De là à penser que l’écriture « bipolaire » de Claude Roy puisse être projective d’une attitude assez fondamentale, il n’y a évidemment pas un océan à franchir. Curieusement, le roman Le Malheur d’aimer qui date de 1958 traduit lui aussi cette indécision face à l’engagement profond et indéfectible, cette fois dans l’amour et quand bien même il apparaît totalement partagé. C’est vrai, aussi, que c’est donc l’année qui lui fera connaître enfin un amour sans équivoque.
Risquons un rapprochement avec le jugement -sur un tout autre plan - de Maria Van Rysselberghe (***) qui, dans ses Cahiers, relatait une rencontre de Claude avec Gide en octobre 1941 : « nettement de droite avant la guerre, il ne reconnaît plus son idéal depuis qu’on l’applique ; mal à l’aise partout, tâtant de tous les groupements, de toutes les directions sans pouvoir adhérer à aucune ». L’opinion toujours extra-lucide d’Edgard Morin ne dit pas autre chose : « Claude Roy, comme tout naïf stalinien, avait peur de lui-même … Le parti est notre garde-fou, me disait-il comme si nous étions des déments. Et sans doute son esprit un peu tout-fou, toujours prêt à adhérer à tout et à rien, trop léger de sa gentillesse universelle, avait besoin d’un centre de gravité, d’un tissu conjonctif, d’un squelette » (5).
Fort heureusement, l’auteur s’est largement ressaisi de ces atermoiements en s’affirmant aux plans politiques et philosophiques, mais également affectifs, pour ne garder ce trait (comme une coquetterie ? Comme une signature ?) que dans l’écriture. Sa fidélité en amour comme en amitié, même à l’égard d’un être d’un autre temps (L’ami qui venait de l’an mil) devint exceptionnelle. On ne saurait taire sa vénération pour le couple Anne et Gérard Philipe, elle comme sinologue avertie et lui comme idole du théâtre décédé tellement jeune et dont la génération actuelle imagine à peine le rayonnement dans toute la Francité. Mais un culte non moins grand est réservé par exemple à Octavio Paz, de passage à Paris en 1995, mais longtemps « courtisé » avant cette rencontre ultime.
Au service de la droiture, le talent.
Nous avons longuement envisagé le style et bien plus sommairement les sujets de l’écriture de Roy ! Ne le quittons pas sans souligner encore son art de « camper » (le mot nous semble approprié) la physionomie et le profil psychologique de ses personnages : il y a là de la causticité, parfois, mais aussi de l’adoration (n’ayons pas peur du mot !) qui donneraient bien envie de troquer cette manière contre toutes les descriptions techniques de la biométrie et de la caractérologie ! Choisissons peut-être un échantillon de chaque tendance, la gentîment moqueuse et la finement admirative : On commence par laquelle ?
Le visage en triangle, front de proue, menton de brise-glace, et le double rond des lunettes-hublot il ressemblait à une lame de ressort qui fait dzing constamment. C’était un ressort d’acier à l’accent alsacien, et deux fois martelé : par l’énergie impérieuse et les accents toniques de l’allemand. (…). Il avait construit des maisons. Il allait reconstruire le monde.
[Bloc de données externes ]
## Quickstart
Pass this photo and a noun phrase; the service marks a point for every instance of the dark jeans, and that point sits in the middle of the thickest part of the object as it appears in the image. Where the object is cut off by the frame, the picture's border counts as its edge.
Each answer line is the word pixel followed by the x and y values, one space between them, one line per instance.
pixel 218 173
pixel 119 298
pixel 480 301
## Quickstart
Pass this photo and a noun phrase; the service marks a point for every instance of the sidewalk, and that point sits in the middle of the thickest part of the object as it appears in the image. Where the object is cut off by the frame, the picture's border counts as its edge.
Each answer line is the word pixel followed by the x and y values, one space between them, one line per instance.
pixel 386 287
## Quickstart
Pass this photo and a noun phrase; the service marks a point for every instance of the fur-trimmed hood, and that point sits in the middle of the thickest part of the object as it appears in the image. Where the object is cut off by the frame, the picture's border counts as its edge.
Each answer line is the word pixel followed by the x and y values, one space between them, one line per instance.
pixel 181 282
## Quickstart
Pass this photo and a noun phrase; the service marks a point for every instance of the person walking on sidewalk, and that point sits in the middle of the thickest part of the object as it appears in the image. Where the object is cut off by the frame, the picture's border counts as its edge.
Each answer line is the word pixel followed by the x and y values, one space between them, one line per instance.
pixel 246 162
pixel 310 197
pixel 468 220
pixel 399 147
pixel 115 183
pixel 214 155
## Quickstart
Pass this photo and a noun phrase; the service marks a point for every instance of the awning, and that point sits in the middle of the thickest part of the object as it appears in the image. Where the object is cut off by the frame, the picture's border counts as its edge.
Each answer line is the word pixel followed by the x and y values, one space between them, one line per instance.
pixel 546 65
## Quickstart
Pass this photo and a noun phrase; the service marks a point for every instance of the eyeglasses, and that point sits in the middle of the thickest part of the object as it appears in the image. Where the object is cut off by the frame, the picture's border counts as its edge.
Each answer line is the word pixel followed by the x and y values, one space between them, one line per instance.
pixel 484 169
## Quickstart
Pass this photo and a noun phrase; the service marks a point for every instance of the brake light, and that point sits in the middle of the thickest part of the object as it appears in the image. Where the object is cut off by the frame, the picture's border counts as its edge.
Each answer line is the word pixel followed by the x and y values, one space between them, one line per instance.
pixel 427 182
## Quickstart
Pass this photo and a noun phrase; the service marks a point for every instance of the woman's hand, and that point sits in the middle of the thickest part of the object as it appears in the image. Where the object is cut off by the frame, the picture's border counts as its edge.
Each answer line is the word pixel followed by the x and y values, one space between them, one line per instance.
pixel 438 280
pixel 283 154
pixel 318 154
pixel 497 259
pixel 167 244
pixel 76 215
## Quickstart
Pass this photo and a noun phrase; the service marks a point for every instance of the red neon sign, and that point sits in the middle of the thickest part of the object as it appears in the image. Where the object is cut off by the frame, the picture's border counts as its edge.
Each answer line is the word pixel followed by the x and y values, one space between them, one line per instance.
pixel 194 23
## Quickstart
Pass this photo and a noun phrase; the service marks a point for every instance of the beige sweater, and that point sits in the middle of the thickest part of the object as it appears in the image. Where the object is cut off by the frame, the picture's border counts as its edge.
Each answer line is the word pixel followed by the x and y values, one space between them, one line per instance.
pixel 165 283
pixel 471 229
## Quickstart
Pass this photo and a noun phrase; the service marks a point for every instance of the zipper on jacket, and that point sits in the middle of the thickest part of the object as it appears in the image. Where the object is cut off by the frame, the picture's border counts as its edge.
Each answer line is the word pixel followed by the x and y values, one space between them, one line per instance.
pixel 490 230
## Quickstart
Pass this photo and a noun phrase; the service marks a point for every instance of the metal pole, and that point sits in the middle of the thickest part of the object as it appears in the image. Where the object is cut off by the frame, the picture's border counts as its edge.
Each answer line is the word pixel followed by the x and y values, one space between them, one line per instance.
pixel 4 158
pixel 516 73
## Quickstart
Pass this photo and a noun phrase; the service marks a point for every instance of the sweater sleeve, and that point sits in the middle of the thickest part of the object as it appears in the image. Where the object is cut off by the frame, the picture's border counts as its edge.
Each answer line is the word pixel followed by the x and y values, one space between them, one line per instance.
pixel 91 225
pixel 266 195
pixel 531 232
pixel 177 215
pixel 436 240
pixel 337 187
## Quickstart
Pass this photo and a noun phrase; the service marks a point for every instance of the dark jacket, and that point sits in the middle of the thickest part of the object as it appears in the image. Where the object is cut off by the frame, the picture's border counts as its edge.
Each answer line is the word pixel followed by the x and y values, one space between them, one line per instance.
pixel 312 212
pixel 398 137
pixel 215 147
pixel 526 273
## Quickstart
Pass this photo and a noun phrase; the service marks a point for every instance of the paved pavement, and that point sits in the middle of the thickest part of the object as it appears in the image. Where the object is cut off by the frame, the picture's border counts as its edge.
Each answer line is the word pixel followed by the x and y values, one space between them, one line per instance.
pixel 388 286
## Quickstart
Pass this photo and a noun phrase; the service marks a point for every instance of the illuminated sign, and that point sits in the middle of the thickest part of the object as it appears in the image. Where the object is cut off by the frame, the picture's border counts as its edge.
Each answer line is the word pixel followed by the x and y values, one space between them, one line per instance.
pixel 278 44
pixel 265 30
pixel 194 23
Il était, il est resté, pur comme un tire-ligne, modeste comme un fil à plomb et entêté comme une équerre (Nous, p. 43).
Mais voici pour illustrer la phase dévotion admirative, une évocation de Jean Paulhan, éminent représentant de la NRF dont il avait été évincé pendant la guerre :
Paulhan avait l’esprit biseauté, une malice parfois perverse, une ironie à étages, comme les fusées spatiales. Mais le désintéressement était fondamental chez lui. Il commençait ses journées en écrivant dis ou quinze lettres et billets, qui avaient comme dénominateur commun le souci des autres, le désir d’aider leur travail, de les encourager à accomplir leurs dons, de perfectionner leurs manuscrits, de découvrir des êtres humains intéressants (Le Rivage des jours, p. 167).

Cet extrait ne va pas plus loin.